PARIS: Marine Le Pen a dénoncé jeudi à l'Assemblée nationale l'"année noire fiscale" que représentera pour les Français "l'année blanche" inscrite dans le budget du gouvernement, disant attendre "la dissolution avec une impatience croissante".

Ce budget est "l'acte ultime, nous l'espérons, d'un système politique à bout de souffle", a affirmé la présidente des députés Rassemblement national en défendant la motion de censure de son parti contre le gouvernement de Sébastien Lecornu. Elle a dénoncé au passage l'"insondable sottise des postures" qui pourrait le "sauver".

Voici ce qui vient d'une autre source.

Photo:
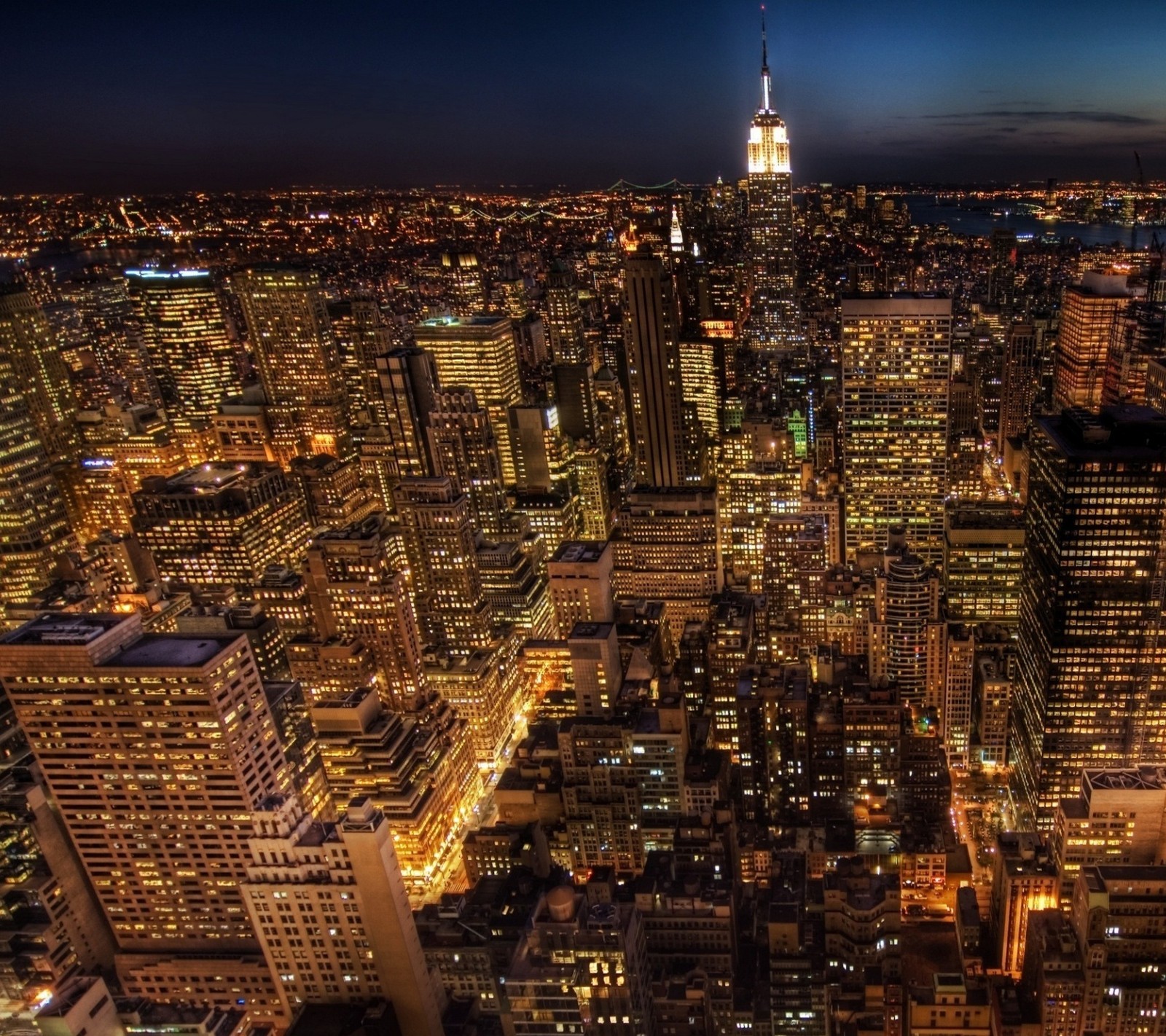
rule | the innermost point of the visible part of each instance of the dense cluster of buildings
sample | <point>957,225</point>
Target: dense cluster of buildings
<point>664,610</point>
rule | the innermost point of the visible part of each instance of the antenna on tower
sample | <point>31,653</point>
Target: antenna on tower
<point>765,66</point>
<point>765,58</point>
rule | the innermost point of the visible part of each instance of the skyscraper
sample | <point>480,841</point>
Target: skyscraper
<point>653,369</point>
<point>361,336</point>
<point>222,525</point>
<point>1090,689</point>
<point>157,775</point>
<point>408,384</point>
<point>1002,272</point>
<point>297,359</point>
<point>34,527</point>
<point>773,305</point>
<point>463,448</point>
<point>355,592</point>
<point>1082,340</point>
<point>565,320</point>
<point>480,353</point>
<point>42,374</point>
<point>184,332</point>
<point>1022,375</point>
<point>896,356</point>
<point>440,542</point>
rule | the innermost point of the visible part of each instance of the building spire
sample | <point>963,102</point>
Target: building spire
<point>765,66</point>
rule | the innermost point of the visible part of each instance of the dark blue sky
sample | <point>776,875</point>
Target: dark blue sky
<point>134,97</point>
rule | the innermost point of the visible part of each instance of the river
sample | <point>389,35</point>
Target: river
<point>979,224</point>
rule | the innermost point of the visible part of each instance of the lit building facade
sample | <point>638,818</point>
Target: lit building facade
<point>186,337</point>
<point>651,326</point>
<point>418,768</point>
<point>221,525</point>
<point>895,417</point>
<point>157,772</point>
<point>330,908</point>
<point>297,361</point>
<point>441,548</point>
<point>480,353</point>
<point>1090,656</point>
<point>355,592</point>
<point>34,526</point>
<point>773,320</point>
<point>1082,340</point>
<point>463,447</point>
<point>983,555</point>
<point>33,349</point>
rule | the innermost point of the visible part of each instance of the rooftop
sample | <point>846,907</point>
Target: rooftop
<point>166,651</point>
<point>62,629</point>
<point>580,552</point>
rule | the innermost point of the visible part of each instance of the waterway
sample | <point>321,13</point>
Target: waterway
<point>979,224</point>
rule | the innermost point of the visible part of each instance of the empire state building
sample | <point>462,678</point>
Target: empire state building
<point>773,321</point>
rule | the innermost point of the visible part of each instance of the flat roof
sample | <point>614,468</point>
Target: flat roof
<point>167,651</point>
<point>62,629</point>
<point>580,550</point>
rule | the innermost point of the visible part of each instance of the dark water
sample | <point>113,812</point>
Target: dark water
<point>977,224</point>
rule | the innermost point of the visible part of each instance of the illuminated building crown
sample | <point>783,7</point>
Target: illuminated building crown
<point>769,145</point>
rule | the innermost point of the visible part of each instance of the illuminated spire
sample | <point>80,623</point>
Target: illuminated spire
<point>676,235</point>
<point>765,68</point>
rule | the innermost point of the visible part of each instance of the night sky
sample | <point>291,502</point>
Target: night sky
<point>176,95</point>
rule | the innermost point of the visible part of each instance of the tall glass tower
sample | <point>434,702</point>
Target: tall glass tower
<point>1092,654</point>
<point>773,307</point>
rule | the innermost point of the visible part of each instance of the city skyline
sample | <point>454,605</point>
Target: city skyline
<point>689,608</point>
<point>576,97</point>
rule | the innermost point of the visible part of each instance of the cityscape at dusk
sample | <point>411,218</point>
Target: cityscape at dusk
<point>609,520</point>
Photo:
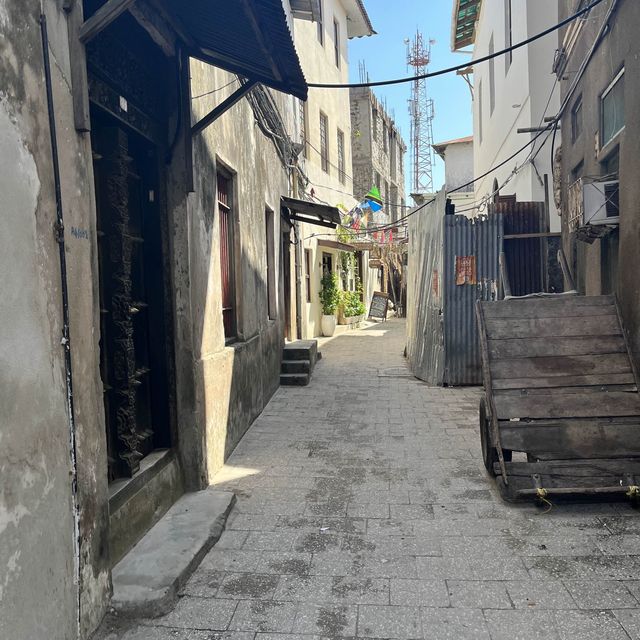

"Poursuite du matraquage fiscal" avec 19 milliards d'impôts supplémentaires, "gel du barème" de l'impôt sur le revenu qui va rendre imposables "200.000 foyers" supplémentaires, "poursuite de la gabegie des dépenses publiques", "absence totale d'efforts sur l'immigration" ou sur "l'aide médicale d'Etat", ce budget "est un véritable musée de toutes les horreurs coincées depuis des années dans les tiroirs de Bercy", a-t-elle estimé.

Raillant le premier secrétaire du PS Olivier Faure, qui a accepté d'épargner le gouvernement en échange de la suspension de la réforme des retraites sans savoir par "quel véhicule juridique" et sans assurance que cela aboutisse, elle s'en est pris aussi à Laurent Wauquiez, le chef des députés LR, qui préfère "se dissoudre dans le socialisme" plutôt que de censurer.

"Désormais, ils sont tous d'accord pour concourir à éviter la tenue d'élections", "unis par la terreur de l'élection", a-t-elle dit.